Jim Condello, past president of the Mortgage Bankers’ Association of the Genesee Region, said the increase followed comments by the Federal Reserve in December that it will reduce its purchases of Treasuries and mortgage-backed securities by $10 billion a month beginning this month.
He said interest rates are up a full percentage point from the record lows of August 2011 when they were in the mid 3s. He said interest rates are expected to be around 5.5 percent by the end of the year and the MBA is forecasting a 4 percent increase in new and existing home sales with refinance transactions continuing to decline significantly.

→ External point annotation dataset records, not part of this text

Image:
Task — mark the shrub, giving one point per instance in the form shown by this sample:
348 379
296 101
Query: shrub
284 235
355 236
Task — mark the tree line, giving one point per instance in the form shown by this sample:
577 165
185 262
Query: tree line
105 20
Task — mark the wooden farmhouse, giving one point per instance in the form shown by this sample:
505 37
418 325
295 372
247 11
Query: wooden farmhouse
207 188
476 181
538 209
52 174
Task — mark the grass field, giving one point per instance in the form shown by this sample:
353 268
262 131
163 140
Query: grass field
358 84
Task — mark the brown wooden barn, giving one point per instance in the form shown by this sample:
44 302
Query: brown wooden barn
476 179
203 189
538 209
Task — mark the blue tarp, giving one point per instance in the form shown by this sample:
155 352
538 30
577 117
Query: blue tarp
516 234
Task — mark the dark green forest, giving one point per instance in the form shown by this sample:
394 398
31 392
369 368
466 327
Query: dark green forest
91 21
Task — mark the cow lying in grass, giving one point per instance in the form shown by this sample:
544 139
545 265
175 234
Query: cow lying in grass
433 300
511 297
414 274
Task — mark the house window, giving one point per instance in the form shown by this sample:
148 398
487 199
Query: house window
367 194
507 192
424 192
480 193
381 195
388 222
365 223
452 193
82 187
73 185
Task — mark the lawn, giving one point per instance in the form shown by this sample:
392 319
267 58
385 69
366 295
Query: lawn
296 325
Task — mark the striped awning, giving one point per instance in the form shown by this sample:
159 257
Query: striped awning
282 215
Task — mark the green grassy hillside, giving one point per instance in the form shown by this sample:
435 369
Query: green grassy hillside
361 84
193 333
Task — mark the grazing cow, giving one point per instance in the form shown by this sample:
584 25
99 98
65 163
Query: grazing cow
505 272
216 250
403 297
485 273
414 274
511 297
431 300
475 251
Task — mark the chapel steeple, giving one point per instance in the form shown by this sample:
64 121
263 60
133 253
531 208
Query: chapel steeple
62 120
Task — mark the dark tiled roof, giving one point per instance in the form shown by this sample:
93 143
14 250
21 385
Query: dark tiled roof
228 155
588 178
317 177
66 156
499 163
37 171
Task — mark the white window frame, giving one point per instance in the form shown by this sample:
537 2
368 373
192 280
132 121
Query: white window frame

Andy Burke, executive vice president of the Greater Rochester Association of Realtors, said the changing interest rates are what may finally get people to make decisions about selling their homes or buying a new home.
He said people who have been reluctant to downsize may make that move in 2014 while those thinking of upsizing may also enter the market.
“The interest rate will be a major factor,” Burke said.
Jim Yockel, CEO of the Greater Rochester Association of Realtors, expects property value rates will increase so that homeowners who have been underwater will break even. That may also increase home sales.
Yockel said the momentum for the three earlier quarters of 2013 were offset by a sluggish fourth quarter, but that the year ended with solid gains overall. He said the Greater Rochester Multiple Listing Service saw a 4.7 percent increase in the number of homes, condominiums and townhouses sold to 11,267 units, compared to 10,765 in 2012. Pending sales also grew by 4.1 percent year over year to 11,350, up from 10.904 in 2012.
Areas homes also continued to gain value, indicated by a modest 1.8 percent climb to $127,000 overall, Yockel said, noting median home prices in the city of Rochester posted a 5.3 percent gain to $78,900.
He said Wyoming and Steuben counties outpaced the norm, reporting sales increases of 21.1 percent and 16.7 percent, respectively.
Inventory has dropped, however, with the number of homes for sale declining 10 percent from 2012 to 2013 throughout the 11-county region. New listings for the same time period are about even at 3,443 in 2013, down slightly from 3,456 in 2012.